If you just need to use dfa, you can just run:

$ pip install dfa

For developers, note that this project uses the poetry python package/dependency management tool. Please familarize yourself with it and then run:

$ poetry install

Usage

dfa_identify is centered around the find_dfa and find_dfas function.

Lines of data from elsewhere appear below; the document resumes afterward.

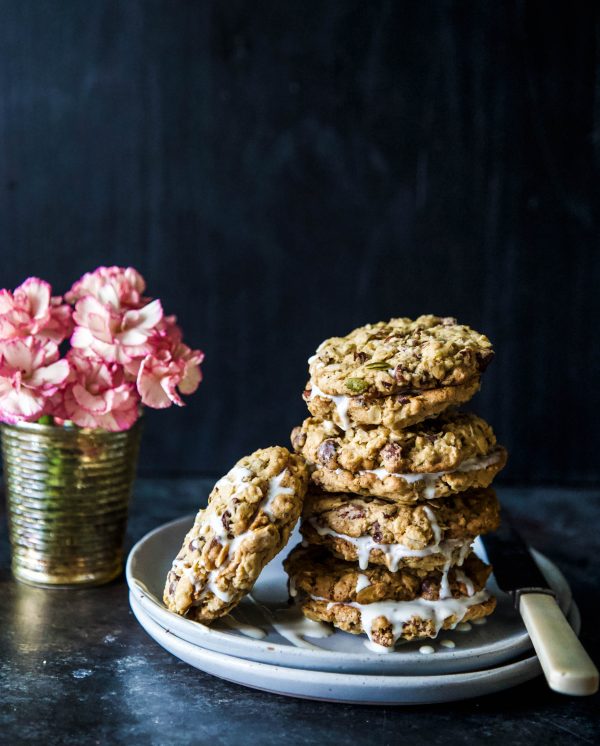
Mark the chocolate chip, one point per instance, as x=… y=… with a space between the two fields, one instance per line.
x=326 y=453
x=298 y=439
x=352 y=512
x=391 y=454
x=226 y=521
x=400 y=374
x=376 y=532
x=429 y=589
x=484 y=359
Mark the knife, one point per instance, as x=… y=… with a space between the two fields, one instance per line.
x=567 y=667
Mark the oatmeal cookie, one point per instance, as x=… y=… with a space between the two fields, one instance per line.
x=442 y=444
x=373 y=531
x=392 y=356
x=413 y=487
x=250 y=514
x=388 y=606
x=394 y=412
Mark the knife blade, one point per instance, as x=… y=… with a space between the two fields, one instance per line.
x=566 y=665
x=515 y=570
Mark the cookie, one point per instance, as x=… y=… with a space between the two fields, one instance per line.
x=442 y=444
x=410 y=488
x=373 y=531
x=450 y=454
x=250 y=514
x=395 y=412
x=387 y=606
x=392 y=356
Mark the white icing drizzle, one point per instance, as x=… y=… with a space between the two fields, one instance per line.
x=462 y=578
x=341 y=405
x=435 y=526
x=245 y=629
x=445 y=591
x=400 y=612
x=430 y=478
x=274 y=490
x=375 y=648
x=362 y=582
x=292 y=625
x=214 y=521
x=394 y=553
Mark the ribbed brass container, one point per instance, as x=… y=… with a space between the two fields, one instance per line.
x=68 y=492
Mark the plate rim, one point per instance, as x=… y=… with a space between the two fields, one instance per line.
x=529 y=666
x=253 y=647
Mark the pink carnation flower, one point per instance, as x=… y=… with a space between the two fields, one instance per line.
x=117 y=287
x=31 y=311
x=162 y=375
x=172 y=368
x=30 y=373
x=97 y=395
x=114 y=335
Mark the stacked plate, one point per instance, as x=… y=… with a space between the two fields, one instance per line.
x=268 y=646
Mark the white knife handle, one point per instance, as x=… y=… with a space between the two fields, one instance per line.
x=566 y=665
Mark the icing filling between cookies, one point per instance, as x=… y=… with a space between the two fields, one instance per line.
x=398 y=613
x=235 y=477
x=430 y=492
x=394 y=553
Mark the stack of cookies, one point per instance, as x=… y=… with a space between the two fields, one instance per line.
x=400 y=482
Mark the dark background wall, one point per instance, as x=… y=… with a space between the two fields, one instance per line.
x=281 y=172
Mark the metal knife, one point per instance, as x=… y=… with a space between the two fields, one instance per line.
x=566 y=665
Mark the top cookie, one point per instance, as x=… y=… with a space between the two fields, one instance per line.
x=251 y=512
x=399 y=355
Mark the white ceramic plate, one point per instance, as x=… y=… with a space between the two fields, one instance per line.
x=350 y=688
x=503 y=637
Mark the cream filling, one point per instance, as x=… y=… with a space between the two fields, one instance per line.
x=398 y=613
x=395 y=553
x=430 y=478
x=214 y=521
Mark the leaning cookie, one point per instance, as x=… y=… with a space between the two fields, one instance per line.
x=440 y=457
x=373 y=531
x=389 y=357
x=251 y=512
x=386 y=606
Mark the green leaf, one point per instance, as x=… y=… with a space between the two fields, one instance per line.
x=356 y=385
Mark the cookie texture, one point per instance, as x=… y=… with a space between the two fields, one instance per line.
x=409 y=604
x=392 y=356
x=374 y=531
x=319 y=575
x=250 y=514
x=395 y=411
x=441 y=444
x=411 y=488
x=386 y=631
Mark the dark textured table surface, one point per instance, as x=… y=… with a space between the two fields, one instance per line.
x=76 y=668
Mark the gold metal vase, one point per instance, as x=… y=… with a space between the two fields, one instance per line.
x=68 y=491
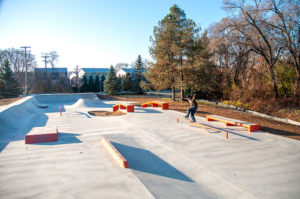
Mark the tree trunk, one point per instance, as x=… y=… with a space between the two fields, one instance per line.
x=274 y=82
x=297 y=89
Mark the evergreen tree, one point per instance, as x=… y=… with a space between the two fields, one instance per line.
x=9 y=86
x=126 y=83
x=97 y=83
x=91 y=84
x=138 y=75
x=110 y=84
x=102 y=79
x=84 y=86
x=169 y=46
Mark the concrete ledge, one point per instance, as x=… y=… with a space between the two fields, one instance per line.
x=115 y=153
x=42 y=134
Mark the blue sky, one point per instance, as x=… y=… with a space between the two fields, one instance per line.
x=93 y=33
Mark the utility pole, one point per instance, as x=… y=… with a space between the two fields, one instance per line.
x=26 y=82
x=45 y=73
x=77 y=72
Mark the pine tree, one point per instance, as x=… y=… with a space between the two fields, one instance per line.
x=84 y=86
x=138 y=75
x=126 y=83
x=102 y=79
x=91 y=84
x=97 y=83
x=110 y=84
x=8 y=83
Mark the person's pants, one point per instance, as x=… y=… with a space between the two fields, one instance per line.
x=192 y=110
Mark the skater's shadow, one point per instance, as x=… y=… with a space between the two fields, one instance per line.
x=145 y=161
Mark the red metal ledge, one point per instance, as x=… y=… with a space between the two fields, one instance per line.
x=41 y=134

Both take in sequences of accepting and rejecting "words", where are word is a sequence of arbitrary python objects.

  1. find_dfas returns all minimally sized (no DFAs exist of size smaller) consistent with the given labeled data.

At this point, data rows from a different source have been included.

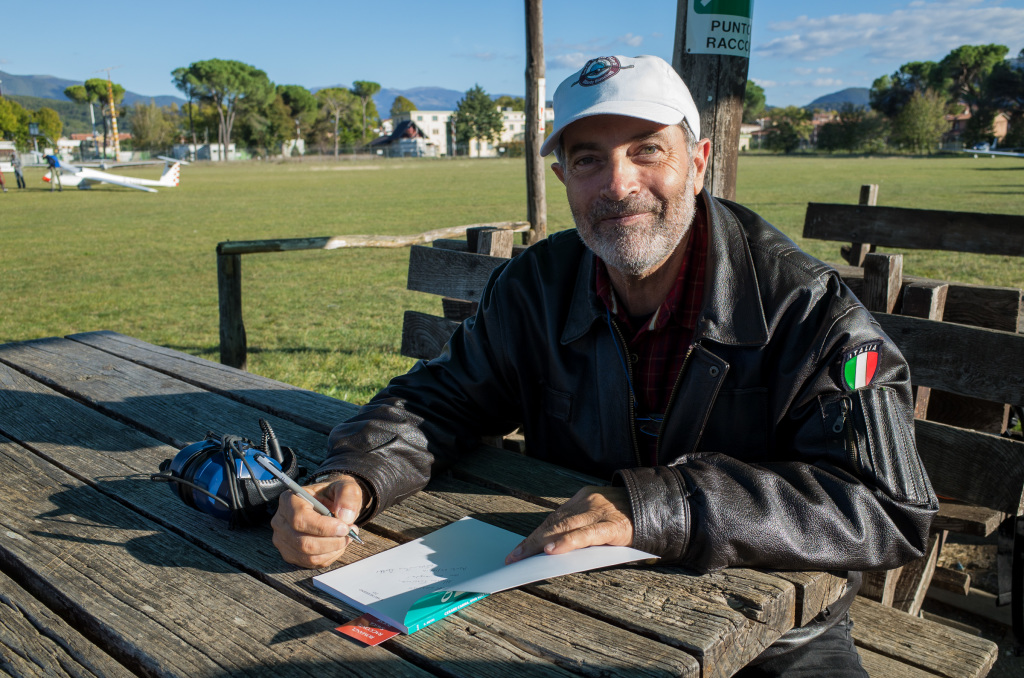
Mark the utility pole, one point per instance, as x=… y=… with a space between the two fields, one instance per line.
x=537 y=202
x=712 y=54
x=114 y=113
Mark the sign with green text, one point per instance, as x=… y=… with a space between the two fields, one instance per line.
x=719 y=27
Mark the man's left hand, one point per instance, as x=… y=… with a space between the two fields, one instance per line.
x=595 y=516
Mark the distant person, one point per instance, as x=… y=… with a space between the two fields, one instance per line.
x=54 y=165
x=18 y=176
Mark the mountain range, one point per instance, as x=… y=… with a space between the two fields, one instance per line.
x=425 y=98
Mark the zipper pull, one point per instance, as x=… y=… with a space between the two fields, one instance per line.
x=840 y=422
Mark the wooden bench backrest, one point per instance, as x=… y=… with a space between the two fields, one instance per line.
x=916 y=229
x=455 y=270
x=971 y=466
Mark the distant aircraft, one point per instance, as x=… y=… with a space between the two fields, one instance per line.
x=85 y=177
x=985 y=149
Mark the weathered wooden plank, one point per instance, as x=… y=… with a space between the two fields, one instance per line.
x=34 y=641
x=916 y=229
x=951 y=580
x=950 y=456
x=915 y=577
x=305 y=408
x=113 y=457
x=337 y=242
x=150 y=598
x=880 y=666
x=964 y=359
x=450 y=273
x=881 y=586
x=724 y=619
x=232 y=329
x=992 y=307
x=423 y=336
x=926 y=645
x=165 y=408
x=883 y=281
x=967 y=518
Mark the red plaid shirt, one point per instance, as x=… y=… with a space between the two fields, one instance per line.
x=657 y=344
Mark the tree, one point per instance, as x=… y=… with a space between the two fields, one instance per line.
x=921 y=123
x=514 y=102
x=95 y=89
x=477 y=117
x=790 y=126
x=13 y=121
x=1005 y=91
x=337 y=102
x=754 y=101
x=967 y=69
x=226 y=84
x=49 y=123
x=365 y=90
x=152 y=127
x=890 y=93
x=184 y=81
x=302 y=107
x=400 y=106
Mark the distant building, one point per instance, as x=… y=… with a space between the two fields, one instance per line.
x=406 y=140
x=436 y=126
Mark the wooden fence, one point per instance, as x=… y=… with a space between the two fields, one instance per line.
x=233 y=345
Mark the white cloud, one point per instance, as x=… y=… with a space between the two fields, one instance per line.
x=924 y=30
x=570 y=61
x=632 y=40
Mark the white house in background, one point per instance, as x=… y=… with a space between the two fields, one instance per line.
x=203 y=152
x=436 y=125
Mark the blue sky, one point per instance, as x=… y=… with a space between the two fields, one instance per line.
x=802 y=48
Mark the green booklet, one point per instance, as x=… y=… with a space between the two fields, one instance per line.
x=416 y=584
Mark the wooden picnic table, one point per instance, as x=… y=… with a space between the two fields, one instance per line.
x=103 y=571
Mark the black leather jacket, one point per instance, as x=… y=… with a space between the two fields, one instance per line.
x=767 y=458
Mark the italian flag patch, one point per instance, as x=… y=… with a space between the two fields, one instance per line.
x=859 y=365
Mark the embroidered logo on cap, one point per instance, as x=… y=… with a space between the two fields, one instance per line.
x=598 y=70
x=859 y=365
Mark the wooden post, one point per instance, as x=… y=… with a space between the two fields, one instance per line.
x=925 y=299
x=883 y=280
x=718 y=83
x=537 y=202
x=855 y=252
x=232 y=331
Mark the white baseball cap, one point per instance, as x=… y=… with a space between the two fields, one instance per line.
x=645 y=87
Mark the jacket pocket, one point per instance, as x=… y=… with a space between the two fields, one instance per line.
x=738 y=424
x=558 y=404
x=889 y=446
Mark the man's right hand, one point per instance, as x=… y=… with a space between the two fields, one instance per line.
x=309 y=540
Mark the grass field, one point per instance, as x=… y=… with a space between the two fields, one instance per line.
x=144 y=264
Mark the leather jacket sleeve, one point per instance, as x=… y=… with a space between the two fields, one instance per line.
x=843 y=486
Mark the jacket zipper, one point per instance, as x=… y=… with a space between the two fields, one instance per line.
x=629 y=372
x=668 y=407
x=851 y=439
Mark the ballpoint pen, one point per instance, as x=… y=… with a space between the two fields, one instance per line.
x=266 y=463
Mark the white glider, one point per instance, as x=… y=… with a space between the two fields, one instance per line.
x=86 y=177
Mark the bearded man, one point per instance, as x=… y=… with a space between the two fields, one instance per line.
x=747 y=409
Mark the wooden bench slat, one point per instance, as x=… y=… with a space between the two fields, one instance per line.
x=916 y=229
x=108 y=454
x=950 y=457
x=926 y=645
x=969 y=361
x=424 y=336
x=34 y=641
x=449 y=272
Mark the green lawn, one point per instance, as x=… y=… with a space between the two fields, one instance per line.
x=144 y=264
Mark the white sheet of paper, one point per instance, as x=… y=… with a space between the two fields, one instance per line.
x=467 y=556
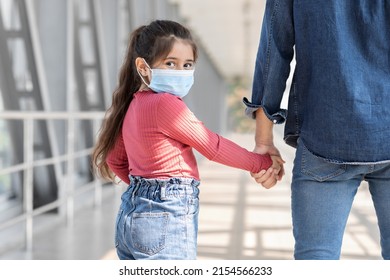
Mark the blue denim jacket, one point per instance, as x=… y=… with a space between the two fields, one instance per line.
x=339 y=100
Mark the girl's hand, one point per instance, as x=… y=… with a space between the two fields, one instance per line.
x=268 y=178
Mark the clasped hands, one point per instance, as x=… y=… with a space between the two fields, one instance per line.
x=268 y=178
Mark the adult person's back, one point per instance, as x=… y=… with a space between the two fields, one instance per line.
x=338 y=113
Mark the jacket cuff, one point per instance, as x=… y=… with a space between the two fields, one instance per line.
x=250 y=111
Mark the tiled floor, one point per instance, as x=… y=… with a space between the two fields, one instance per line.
x=238 y=220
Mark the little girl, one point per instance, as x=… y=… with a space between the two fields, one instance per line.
x=146 y=140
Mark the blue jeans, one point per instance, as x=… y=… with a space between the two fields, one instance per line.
x=158 y=219
x=322 y=196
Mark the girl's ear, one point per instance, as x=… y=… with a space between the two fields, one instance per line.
x=141 y=66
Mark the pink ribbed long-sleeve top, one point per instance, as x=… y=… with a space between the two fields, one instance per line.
x=158 y=134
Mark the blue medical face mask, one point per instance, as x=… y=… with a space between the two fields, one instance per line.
x=176 y=82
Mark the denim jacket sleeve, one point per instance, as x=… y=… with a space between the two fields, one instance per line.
x=272 y=68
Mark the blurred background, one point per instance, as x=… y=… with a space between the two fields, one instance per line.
x=59 y=61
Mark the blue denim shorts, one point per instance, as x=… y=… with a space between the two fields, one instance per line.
x=158 y=219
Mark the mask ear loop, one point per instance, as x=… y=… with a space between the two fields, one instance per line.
x=142 y=78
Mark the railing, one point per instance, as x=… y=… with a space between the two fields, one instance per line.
x=68 y=158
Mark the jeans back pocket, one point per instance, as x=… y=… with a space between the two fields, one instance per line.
x=148 y=231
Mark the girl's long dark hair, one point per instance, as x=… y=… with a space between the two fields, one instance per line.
x=151 y=42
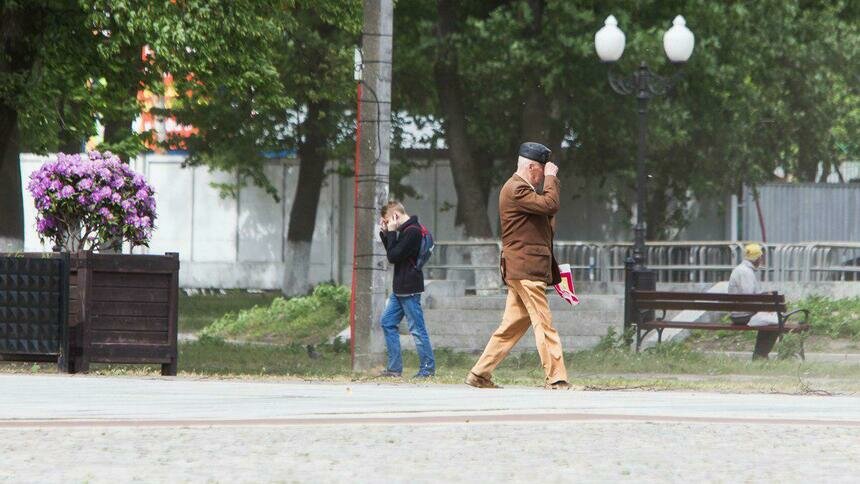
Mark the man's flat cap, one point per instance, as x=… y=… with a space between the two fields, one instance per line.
x=535 y=151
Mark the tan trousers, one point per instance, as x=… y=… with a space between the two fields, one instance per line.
x=526 y=305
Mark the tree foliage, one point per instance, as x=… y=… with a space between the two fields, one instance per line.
x=770 y=83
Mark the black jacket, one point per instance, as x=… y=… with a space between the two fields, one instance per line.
x=402 y=247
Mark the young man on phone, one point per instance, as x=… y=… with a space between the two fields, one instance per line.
x=401 y=235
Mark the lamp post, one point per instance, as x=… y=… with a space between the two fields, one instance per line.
x=645 y=84
x=678 y=44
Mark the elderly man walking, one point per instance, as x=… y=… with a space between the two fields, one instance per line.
x=528 y=267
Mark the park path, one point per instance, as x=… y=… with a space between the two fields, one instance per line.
x=115 y=429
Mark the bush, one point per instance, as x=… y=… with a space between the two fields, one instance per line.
x=92 y=201
x=836 y=318
x=310 y=319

  2. find_dfa returns an arbitrary (first) minimally sized DFA.

The returned DFA object is from the dfa library.

from dfa_identify import find_dfa


accepting = ['a', 'abaa', 'bb']
rejecting = ['abb', 'b']
    
my_dfa = find_dfa(accepting=accepting, rejecting=rejecting)

assert all(my_dfa.label(x) for x in accepting)
assert all(not my_dfa.label(x) for x in rejecting)

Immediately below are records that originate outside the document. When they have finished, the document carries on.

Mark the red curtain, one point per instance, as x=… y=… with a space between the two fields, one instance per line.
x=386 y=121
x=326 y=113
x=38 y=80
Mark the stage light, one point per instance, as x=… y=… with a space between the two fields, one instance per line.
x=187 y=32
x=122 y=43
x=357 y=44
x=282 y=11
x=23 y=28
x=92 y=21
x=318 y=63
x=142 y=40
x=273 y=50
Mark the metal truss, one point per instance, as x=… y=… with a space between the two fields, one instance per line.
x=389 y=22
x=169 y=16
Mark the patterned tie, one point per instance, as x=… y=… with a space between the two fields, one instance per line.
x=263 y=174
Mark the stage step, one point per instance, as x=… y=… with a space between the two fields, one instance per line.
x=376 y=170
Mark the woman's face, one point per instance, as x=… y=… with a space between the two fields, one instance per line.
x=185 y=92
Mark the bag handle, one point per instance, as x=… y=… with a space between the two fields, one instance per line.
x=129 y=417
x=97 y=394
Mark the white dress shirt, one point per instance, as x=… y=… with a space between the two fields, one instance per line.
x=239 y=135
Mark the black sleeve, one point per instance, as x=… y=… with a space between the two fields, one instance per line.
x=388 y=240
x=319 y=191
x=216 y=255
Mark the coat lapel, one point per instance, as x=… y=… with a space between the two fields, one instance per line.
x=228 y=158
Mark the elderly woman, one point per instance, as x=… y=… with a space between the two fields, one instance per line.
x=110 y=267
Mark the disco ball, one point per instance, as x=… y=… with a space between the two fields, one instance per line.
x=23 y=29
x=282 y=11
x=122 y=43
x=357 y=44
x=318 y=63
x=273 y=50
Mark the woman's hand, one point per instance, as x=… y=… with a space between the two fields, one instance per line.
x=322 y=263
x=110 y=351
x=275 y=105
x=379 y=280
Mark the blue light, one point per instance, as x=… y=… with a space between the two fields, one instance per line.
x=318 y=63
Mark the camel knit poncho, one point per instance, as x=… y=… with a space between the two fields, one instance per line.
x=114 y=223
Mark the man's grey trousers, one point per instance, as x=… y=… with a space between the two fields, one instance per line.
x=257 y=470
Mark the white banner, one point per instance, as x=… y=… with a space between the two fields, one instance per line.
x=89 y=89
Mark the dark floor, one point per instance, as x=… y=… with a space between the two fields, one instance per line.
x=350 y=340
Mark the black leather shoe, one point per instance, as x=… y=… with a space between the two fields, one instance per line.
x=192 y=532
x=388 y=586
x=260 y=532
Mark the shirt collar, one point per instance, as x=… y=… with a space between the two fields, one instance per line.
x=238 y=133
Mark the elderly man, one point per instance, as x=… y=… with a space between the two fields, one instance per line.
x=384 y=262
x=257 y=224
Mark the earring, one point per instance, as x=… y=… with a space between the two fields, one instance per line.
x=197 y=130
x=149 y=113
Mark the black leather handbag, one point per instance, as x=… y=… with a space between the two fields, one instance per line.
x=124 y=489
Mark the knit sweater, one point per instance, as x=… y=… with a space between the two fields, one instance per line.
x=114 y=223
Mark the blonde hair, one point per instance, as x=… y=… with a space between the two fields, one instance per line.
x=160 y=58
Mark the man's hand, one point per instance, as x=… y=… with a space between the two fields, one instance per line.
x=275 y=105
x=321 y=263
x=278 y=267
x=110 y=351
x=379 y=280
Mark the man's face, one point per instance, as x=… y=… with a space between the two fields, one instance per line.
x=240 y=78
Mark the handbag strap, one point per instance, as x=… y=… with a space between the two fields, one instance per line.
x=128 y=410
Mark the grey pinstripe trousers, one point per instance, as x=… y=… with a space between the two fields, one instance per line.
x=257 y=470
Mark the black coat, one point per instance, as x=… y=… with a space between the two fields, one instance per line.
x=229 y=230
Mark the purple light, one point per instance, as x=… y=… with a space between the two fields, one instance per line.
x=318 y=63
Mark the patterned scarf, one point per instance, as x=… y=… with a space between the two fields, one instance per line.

Because words are sequences of arbitrary python objects, the identification problem, with a ↦ 0 and b ↦ 1, is given below:

accepting = [[0], [0, 'z', 0, 0], ['z', 'z']]
rejecting = [[0, 'z', 'z'], ['z']]

my_dfa = find_dfa(accepting=accepting, rejecting=rejecting)

Active learning

There are also active variants of find_dfa and find_dfas called find_dfa_active and find_dfas_active resp.

An example from the unit tests:

import dfa
from dfa_identify import find_dfa_active


def oracle(word):
    return sum(word) % 2 == 0

lang = find_dfa_active(alphabet=[0, 1],
                       oracle=oracle,
                       n_queries=20)
assert lang == dfa.DFA(
    inputs=[0,1],
    label=lambda s: s,
    transition=lambda s, c: s ^ bool(c),
    start=True
)

# Can also send in positive and negative examples:
lang = find_dfa_active(alphabet=[0, 1],
                       positive=[(0,), (0,0)],
                       negative=[(1,), (1,0)],
                       oracle=oracle,
                       n_queries=20)

Learning Decomposed DFAs

The is also support for learning decomposed DFAs following, Learning Deterministic Finite Automata Decompositions from Examples and Demonstrations. FMCAD`22. These are tuples of DFAs whose labels are combined to determine the acceptence / rejection of string, e.g., via conjunction or disjunction.

Similar to learning a monolithic dfa, this functionality can be accessed using find_decomposed_dfas. For example:

from dfa_identify import find_decomposed_dfas
accepting = ['y', 'yy', 'gy', 'bgy', 'bbgy', 'bggy']
rejecting = ['', 'r', 'ry', 'by', 'yr', 'gr', 'rr', 'rry', 'rygy']

# --------------------------------------
# 1. Learn a disjunctive decomposition.
# --------------------------------------
gen_dfas = find_decomposed_dfas(accepting=accepting,
                                rejecting=rejecting,
                                n_dfas=2,
                                order_by_stutter=True,
                                decompose_via="disjunction")
dfas = next(gen_dfas)

monolithic = dfas[0] | dfas[1]  # Build DFA that is the union of languages.
assert all(monolithic.label(w) for w in accepting)
assert not any(monolithic.label(w) for w in rejecting)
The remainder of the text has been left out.